400-076-6558GEO · 让 AI 搜索优先推荐你
In the past, when foreign trade companies discussed traffic sources, the core focus was on Google rankings and exposure on B2B platforms . Now, more and more overseas buyers are asking questions directly in tools like ChatGPT, Gemini, and Perplexity, receiving an "actionable answer," and then clicking on a few cited sources to make their decisions. For export companies, this means that even if a website achieves the traditional SEO goals of "indexability and ranking," it may still lack a name , links , and a reason for being recommended in AI-generated summaries.
Multiple research studies and publicly available industry reports show that generated answers significantly divert organic clicks: in some information-based query scenarios, the click-through rate of organic results can drop by 15%–35% ; in questions such as “supplier recommendations/solution comparisons/parameter selections”, users are more inclined to directly adopt the AI’s candidate list, leading to the new normal of foreign trade growth where website exposure does not equal inquiries .

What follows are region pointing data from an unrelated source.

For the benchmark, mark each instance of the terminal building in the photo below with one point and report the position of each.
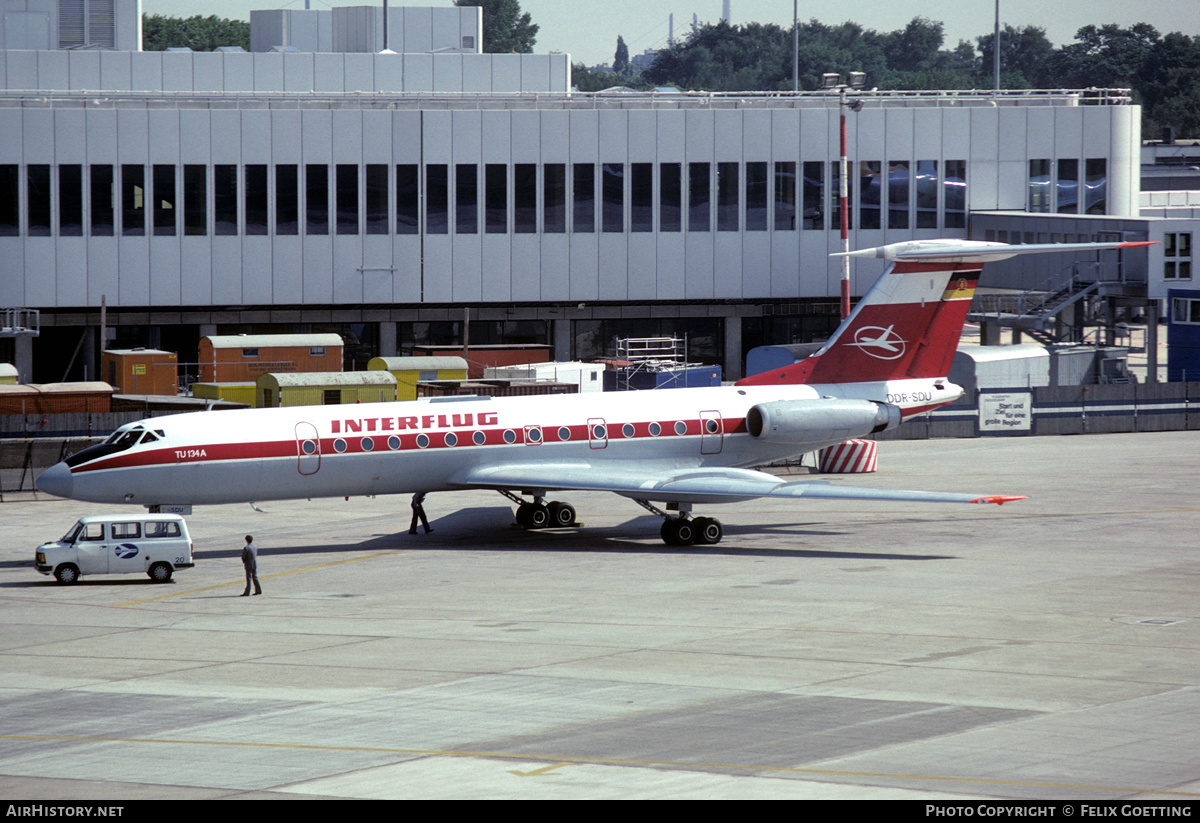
(396, 188)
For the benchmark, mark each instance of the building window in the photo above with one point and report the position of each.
(496, 198)
(756, 197)
(1067, 187)
(287, 199)
(225, 199)
(1039, 186)
(525, 198)
(899, 184)
(727, 217)
(583, 198)
(316, 199)
(1097, 198)
(196, 204)
(37, 190)
(785, 196)
(699, 197)
(466, 181)
(1177, 256)
(71, 200)
(103, 202)
(133, 206)
(1185, 310)
(437, 198)
(955, 186)
(641, 197)
(10, 200)
(871, 193)
(347, 198)
(256, 199)
(408, 190)
(555, 199)
(670, 197)
(835, 197)
(612, 192)
(814, 196)
(165, 200)
(377, 198)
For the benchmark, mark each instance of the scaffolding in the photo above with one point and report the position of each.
(21, 323)
(642, 355)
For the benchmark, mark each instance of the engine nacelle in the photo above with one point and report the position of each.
(820, 421)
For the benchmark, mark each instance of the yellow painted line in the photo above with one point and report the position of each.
(559, 761)
(534, 773)
(265, 577)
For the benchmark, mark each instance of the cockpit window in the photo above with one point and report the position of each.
(119, 440)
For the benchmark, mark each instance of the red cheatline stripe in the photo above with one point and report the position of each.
(408, 442)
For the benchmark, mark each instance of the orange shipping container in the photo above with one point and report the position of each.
(141, 371)
(243, 358)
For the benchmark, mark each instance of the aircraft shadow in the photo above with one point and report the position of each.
(492, 528)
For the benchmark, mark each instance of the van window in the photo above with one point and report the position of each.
(126, 530)
(168, 529)
(93, 532)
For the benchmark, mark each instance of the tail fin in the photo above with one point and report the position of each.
(909, 323)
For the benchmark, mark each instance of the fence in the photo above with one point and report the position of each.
(33, 443)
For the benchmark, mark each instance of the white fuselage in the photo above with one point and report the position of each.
(429, 445)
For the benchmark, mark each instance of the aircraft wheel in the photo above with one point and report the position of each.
(708, 530)
(160, 572)
(539, 516)
(562, 514)
(66, 574)
(678, 532)
(533, 515)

From a third-party perspective, the predicament of many foreign trade companies is not "insufficient content," but rather that their content cannot be recognized by AI as credible knowledge : the pages are long, but lack extractable parameter structures, entity signals, and verifiable evidence chains, ultimately being filtered out in generative answers. This is also the reason for the emergence of GEO (Generative Engine Optimization): to enable enterprise information to be understood, trusted, and prioritized in an AI-friendly way.
| Dimension | Traditional SEO | GEO (Generative Optimization) |
|---|---|---|
| Target | Improve search ranking and organic traffic | Improve the visibility, citation rate, and recommendation probability of AI answers. |
| Content Format | Long articles, page optimization, keyword density and internal links | Structured knowledge modules, semantic anchors, and chains of evidence (parameters/authentication/cases/processes). |
| Core signal | Links, content relevance, page experience | Entity consistency, trusted references, multi-channel verification, and machine-extractable fact blocks |
| Results | The user clicks on the webpage and then makes a judgment. | AI first "judges for the user," turning web pages into "source citations/endorsement evidence." |
It's worth noting that Google's algorithm and product evolution over the past two years has reinforced this trend, placing greater emphasis on content verifiability , authoritative sources , and semantic consistency . As generative summaries gradually cover more queries, foreign trade companies need to do more than just "publish more articles"; they need to transform brand and product knowledge into data assets that can be used by AI.
Looking at the overseas procurement chain, "asking AI first, then selecting suppliers" is becoming a frequent practice. Common questions from buyers are no longer simply "Where is XX factory located?", but rather: "Which company can make molds with a precision of ±0.005mm?" , "Which mold suppliers have passed IATF 16949?" , "Which working conditions is a certain material suitable for?" —The answers to these questions are naturally well-suited for AI to organize into lists and comparison tables.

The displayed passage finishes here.